The $Y$ combinator makes it possible to define recursive function using only anonymous functions. This note derives the $Y$ combinator through the factorial function in the Scheme language, then presents some comments adapted from various (excellent) sources.¹ ².

Factorial Example

;; 0. start with our trusty factorial
(define (fact n)
  (if (= n 0) 1
      (* n (fact (- n 1))))))

(echo (fact 10))

;; 1. but what if we don't make use of named functions?
(define fact
  (lambda (n)
    (if (= n 0) 1
        (* n (????? (- n 1))))))

;; 2. ok let's say we pass ourselves as an extra argument "f" then:
(define fact
  (lambda (f n)
    (if (= n 0) 1
        (* n (f f (- n 1))))))

(echo (fact fact 10))

;; 3. and let's also curry the "f" parameter out while we're at it:
(define fact
  (lambda (f)
    (lambda (n)
      (if (= n 0) 1
          (* n ((f f) (- n 1)))))))

(echo ((fact fact) 10))

;; 4. then we name the self-application of "f" as "self":
(define fact
  (lambda (f)
    (let ((self (lambda (x) ((f f) x))))
      (lambda (n)
        (if (= n 0) 1
            (* n (self (- n 1))))))))

(echo ((fact fact) 10))

;; 5. transform the let into a lambda: pass "self" as an argument:
(define fact
  (lambda (f)
    ((lambda (self)
       (lambda (n)
         (if (= n 0) 1
             (* n (self (- n 1))))))
     (lambda (x) ((f f) x)))))

(echo ((fact fact) 10))

;; now, the inner lambda:
(lambda (self)
    (lambda (n)
      (if (= n 0) 1
          (* n (self (- n 1))))))
;; looks like a nice way of defining a recursive functions!

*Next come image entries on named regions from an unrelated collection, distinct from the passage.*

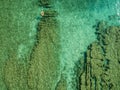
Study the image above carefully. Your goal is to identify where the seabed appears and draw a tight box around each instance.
[0,0,120,90]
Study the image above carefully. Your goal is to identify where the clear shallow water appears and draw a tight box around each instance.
[0,0,120,90]
[55,0,120,90]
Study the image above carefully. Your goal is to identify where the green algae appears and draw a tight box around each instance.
[80,21,120,90]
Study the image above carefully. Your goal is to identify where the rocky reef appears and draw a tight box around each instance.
[79,21,120,90]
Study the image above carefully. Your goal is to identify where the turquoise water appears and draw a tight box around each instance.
[55,0,120,90]
[0,0,120,90]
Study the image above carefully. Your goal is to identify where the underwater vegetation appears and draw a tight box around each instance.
[0,0,120,90]
[79,21,120,90]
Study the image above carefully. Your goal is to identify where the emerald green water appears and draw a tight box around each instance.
[0,0,120,90]
[55,0,120,90]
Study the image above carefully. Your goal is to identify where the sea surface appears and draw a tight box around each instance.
[0,0,120,90]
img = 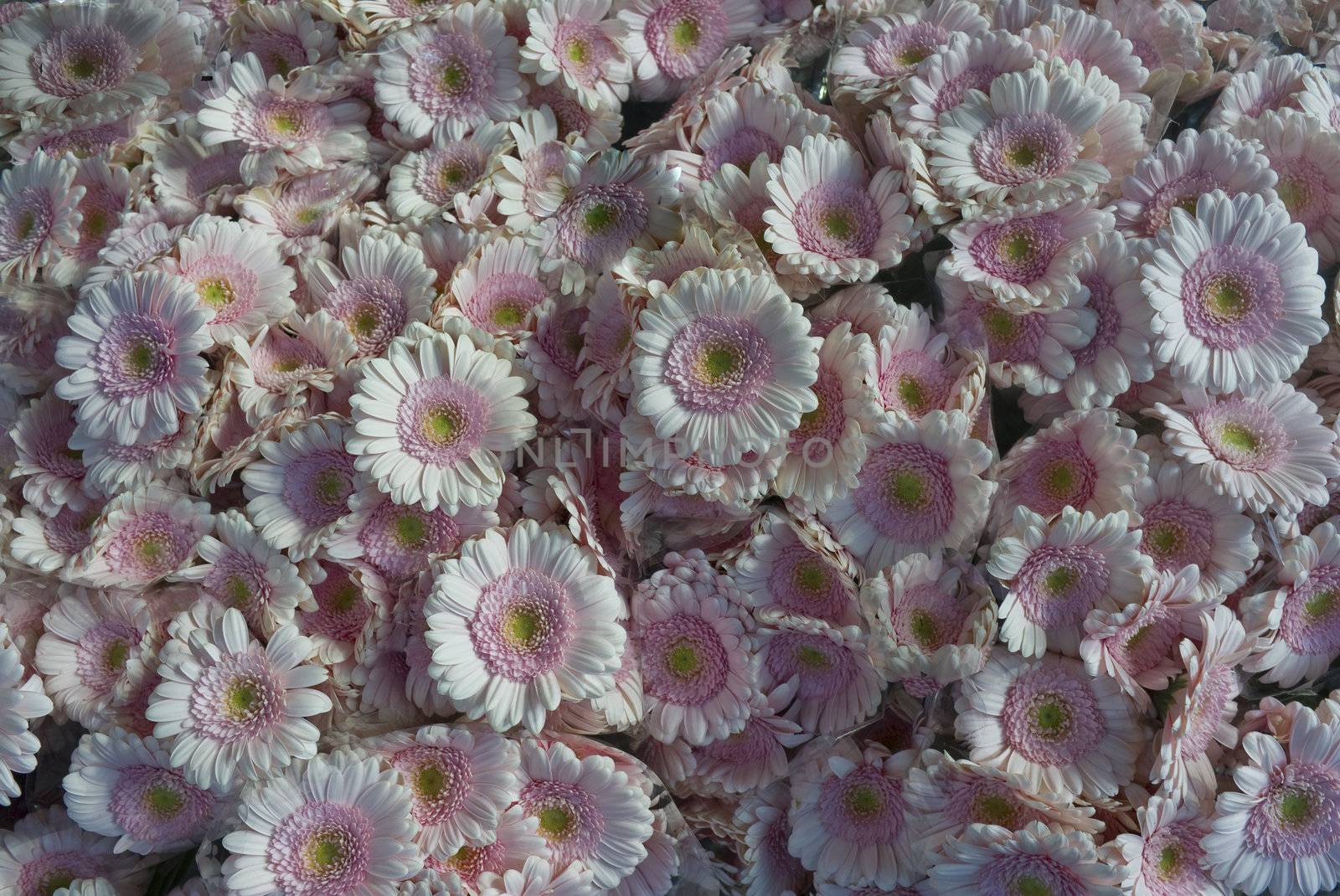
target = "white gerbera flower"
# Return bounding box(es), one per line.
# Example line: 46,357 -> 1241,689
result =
347,327 -> 536,513
1143,190 -> 1328,393
63,727 -> 226,856
145,608 -> 331,790
954,651 -> 1146,797
424,520 -> 626,733
223,750 -> 424,896
631,269 -> 819,463
987,507 -> 1150,657
762,134 -> 913,282
375,3 -> 525,138
1148,383 -> 1340,513
518,739 -> 652,889
307,232 -> 436,356
819,411 -> 996,574
55,272 -> 210,443
158,216 -> 296,344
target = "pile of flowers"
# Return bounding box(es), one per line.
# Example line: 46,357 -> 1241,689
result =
0,0 -> 1340,896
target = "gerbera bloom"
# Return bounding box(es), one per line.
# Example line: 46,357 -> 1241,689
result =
518,739 -> 652,889
1143,190 -> 1328,393
34,590 -> 158,730
618,0 -> 762,100
1147,605 -> 1257,801
954,651 -> 1146,798
9,393 -> 87,514
1079,565 -> 1210,710
366,724 -> 520,860
159,216 -> 296,344
941,199 -> 1112,312
0,0 -> 203,118
527,148 -> 680,293
424,520 -> 626,733
987,507 -> 1150,657
174,507 -> 312,635
1240,523 -> 1340,687
631,550 -> 755,746
449,235 -> 556,335
831,0 -> 987,95
307,232 -> 436,356
196,54 -> 368,183
996,409 -> 1147,523
386,123 -> 511,226
927,821 -> 1121,896
1135,450 -> 1258,597
63,727 -> 224,856
223,750 -> 424,896
894,31 -> 1037,141
375,3 -> 525,138
632,269 -> 819,463
1201,707 -> 1340,896
347,327 -> 536,513
241,420 -> 358,560
0,623 -> 54,806
326,485 -> 498,584
145,608 -> 331,790
929,69 -> 1110,206
755,615 -> 884,735
819,411 -> 996,574
1235,109 -> 1340,268
0,150 -> 87,280
1150,383 -> 1340,513
860,554 -> 996,687
55,272 -> 210,443
935,274 -> 1097,396
786,740 -> 922,889
762,134 -> 913,284
1112,796 -> 1230,896
521,0 -> 632,109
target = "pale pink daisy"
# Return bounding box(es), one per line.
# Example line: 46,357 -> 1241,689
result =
375,3 -> 525,138
0,626 -> 55,806
307,232 -> 436,356
929,821 -> 1121,896
631,550 -> 755,746
755,614 -> 883,735
424,520 -> 627,733
987,507 -> 1150,657
954,651 -> 1146,797
786,740 -> 922,889
1234,109 -> 1340,268
159,216 -> 296,344
521,0 -> 632,109
196,52 -> 368,185
1143,190 -> 1327,393
241,420 -> 359,560
631,269 -> 819,463
819,411 -> 996,574
55,272 -> 210,442
1150,605 -> 1257,800
1150,383 -> 1340,513
518,739 -> 652,888
366,724 -> 520,860
762,134 -> 913,284
145,608 -> 331,790
34,590 -> 159,730
1201,708 -> 1340,896
618,0 -> 762,100
223,750 -> 424,896
941,199 -> 1112,312
63,727 -> 226,856
860,554 -> 996,687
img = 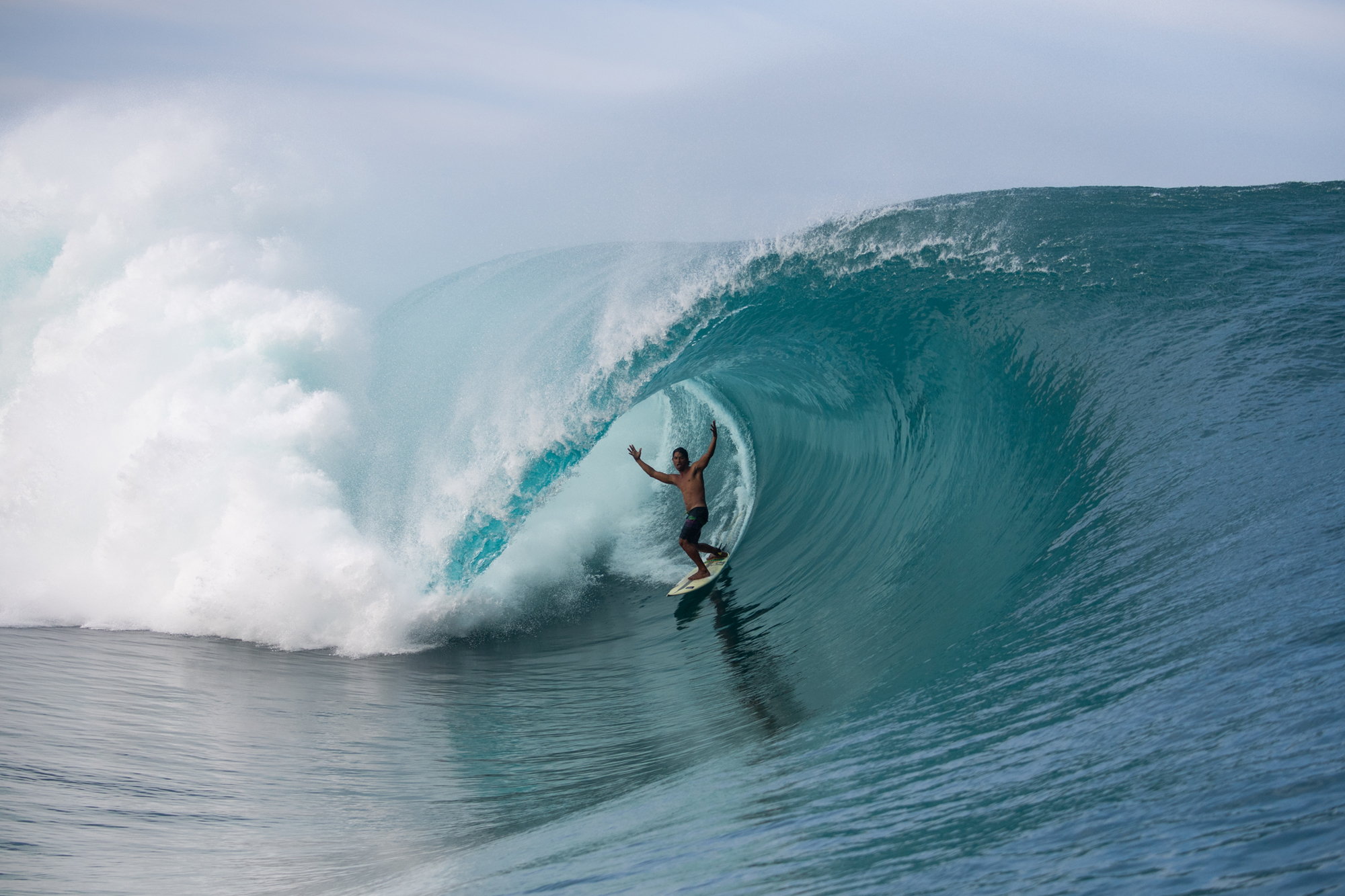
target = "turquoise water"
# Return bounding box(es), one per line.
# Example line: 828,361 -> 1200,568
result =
0,183 -> 1345,893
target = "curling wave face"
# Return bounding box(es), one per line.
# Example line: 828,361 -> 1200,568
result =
0,106 -> 1345,892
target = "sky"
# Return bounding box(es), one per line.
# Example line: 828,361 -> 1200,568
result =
0,0 -> 1345,307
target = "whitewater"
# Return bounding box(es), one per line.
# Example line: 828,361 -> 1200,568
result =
0,109 -> 1345,895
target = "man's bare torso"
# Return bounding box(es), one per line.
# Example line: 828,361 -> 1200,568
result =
668,467 -> 706,510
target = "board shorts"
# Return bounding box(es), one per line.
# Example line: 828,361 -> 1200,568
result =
678,507 -> 710,545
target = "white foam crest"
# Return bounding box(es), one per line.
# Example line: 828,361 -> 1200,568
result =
0,106 -> 421,653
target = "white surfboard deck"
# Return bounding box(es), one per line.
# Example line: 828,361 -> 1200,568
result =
668,557 -> 729,598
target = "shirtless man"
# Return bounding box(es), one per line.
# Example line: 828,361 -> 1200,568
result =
631,419 -> 729,581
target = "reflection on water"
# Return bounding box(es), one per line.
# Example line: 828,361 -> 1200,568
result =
0,565 -> 803,893
672,569 -> 804,735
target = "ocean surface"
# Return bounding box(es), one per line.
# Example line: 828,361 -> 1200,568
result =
0,183 -> 1345,896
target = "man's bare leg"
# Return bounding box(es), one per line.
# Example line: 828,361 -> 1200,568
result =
677,538 -> 710,581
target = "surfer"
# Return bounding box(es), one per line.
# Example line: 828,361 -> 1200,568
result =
629,419 -> 729,581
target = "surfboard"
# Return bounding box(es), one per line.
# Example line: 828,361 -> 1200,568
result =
668,557 -> 729,598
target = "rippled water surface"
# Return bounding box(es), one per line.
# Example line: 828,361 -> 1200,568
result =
0,184 -> 1345,895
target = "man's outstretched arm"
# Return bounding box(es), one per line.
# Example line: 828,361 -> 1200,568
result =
628,445 -> 672,486
691,419 -> 720,470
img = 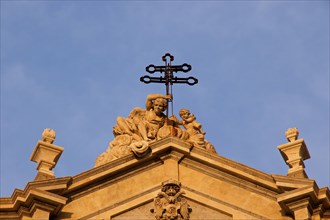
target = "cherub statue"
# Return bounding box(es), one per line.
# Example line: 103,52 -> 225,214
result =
177,108 -> 206,135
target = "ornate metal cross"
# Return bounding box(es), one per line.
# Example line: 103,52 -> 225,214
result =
140,53 -> 198,115
140,53 -> 198,95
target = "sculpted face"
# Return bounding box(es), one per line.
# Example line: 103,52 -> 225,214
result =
153,99 -> 166,114
179,109 -> 190,119
163,185 -> 180,196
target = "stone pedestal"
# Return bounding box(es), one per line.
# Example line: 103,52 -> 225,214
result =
278,128 -> 310,178
30,128 -> 64,180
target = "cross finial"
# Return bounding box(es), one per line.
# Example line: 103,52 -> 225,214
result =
140,53 -> 198,91
140,53 -> 198,115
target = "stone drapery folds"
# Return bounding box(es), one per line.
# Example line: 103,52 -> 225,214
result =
95,94 -> 216,167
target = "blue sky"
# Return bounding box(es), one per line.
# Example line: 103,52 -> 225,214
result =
0,1 -> 330,197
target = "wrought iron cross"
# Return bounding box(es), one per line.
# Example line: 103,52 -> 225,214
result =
140,53 -> 198,116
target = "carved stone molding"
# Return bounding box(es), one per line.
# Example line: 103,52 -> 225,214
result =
150,179 -> 192,220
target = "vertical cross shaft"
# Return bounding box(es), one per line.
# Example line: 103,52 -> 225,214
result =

;; 6. let us now name "g" that nice lambda defining factorial the way
;; we like. when using this representation, the "self" parameter will be
;; replaced with the self-application function when called:
(define fact
  (lambda (f)
    (let ((g (lambda (self)
              (lambda (n)
                (if (= n 0) 1
                    (* n (self (- n 1))))))))
      (g (lambda (x) ((f f) x))))))

(echo ((fact fact) 10))

;; 7. again, replace that let with a lambda:
(define fact
  (lambda (f)
    ((lambda (g)
       (g (lambda (x) ((f f) x))))
     (lambda (self)
       (lambda (n)
         (if (= n 0) 1
             (* n (self (- n 1)))))))))

(echo ((fact fact) 10))

;; 8. now we don't want to be calling ourselves "(fact fact)" all the time, 
;; so we wrap that into a function that does it for us:
(define fact
  (lambda (x)
    (let ((res (lambda (f)
                ((lambda (g)
                   (g (lambda (x) ((f f) x))))
                 (lambda (self)
                   (lambda (n)
                     (if (= n 0) 1
                         (* n (self (- n 1))))))))))
      ((res res) x))))
      
(echo (fact 10))

;; 9. we name "omega" the self-application, and pass it "res":
(define fact
  (lambda (x)
    (let ((omega (lambda (f) (lambda (x) ((f f) x)))))
      ((omega 
        (lambda (f)
          ((lambda (g)
             (g (lambda (x) ((f f) x))))
           (lambda (self)
             (lambda (n)
               (if (= n 0) 1
                   (* n (self (- n 1)))))))))
       x))))
       
(echo (fact 10))

;; 10. let->lambda once more, this time on "omega":
(define fact
  (lambda (x)
    (((lambda (f) (lambda (x) ((f f) x))) 
      (lambda (f)
        ((lambda (g)
           (g (lambda (x) ((f f) x))))
         (lambda (self)
           (lambda (n)
             (if (= n 0) 1
                 (* n (self (- n 1)))))))))
     x)))
     
(echo (fact 10))

;; 11. now we isolate the nice definition of factorial, and pass it as a
;; parameter:
(define fact
  (lambda (self)
    (lambda (n)
      (if (= n 0) 1
          (* n (self (- n 1)))))))

;; 12. this is the Y-combinator in disguise!
(define Y
  (lambda (h)
    (lambda (x)
      (((lambda (f) (lambda (x) ((f f) x))) 
        (lambda (f)
          ((lambda (g)
             (g (lambda (x) ((f f) x))))
           h)))
       x))))

(echo ((Y fact) 10))

;; 13. simplify: (lambda (x) (f x)) is simply f:
(define Y
  (lambda (h)
    ((lambda (f) (lambda (x) ((f f) x))) 
     (lambda (f)
       ((lambda (g)
          (g (lambda (x) ((f f) x))))
        h)))))

(echo ((Y fact) 10))

;; 14. ((lambda (x) (f x)) y) is simply (f y) (here we substitute g for h to
;; get rid of the enclosing lambda):
(define Y
  (lambda (h)
    ((lambda (f) (lambda (x) ((f f) x))) 
     (lambda (f) (h (lambda (x) ((f f) x)))))))

(echo ((Y fact) 10))

;; 15. similarly, simplify self-application, and we're done!
(define Y
  (lambda (h)
    ((lambda (f) (f f))
     (lambda (f) (h (lambda (x) ((f f) x)))))))

(echo ((Y fact) 10))

WTF?!

Ok, so what did we just do? We ended up wrapping recursive functions into lambdas in order to access their own name:

;; v1
(lambda (self) (lambda (args) ... (self...)))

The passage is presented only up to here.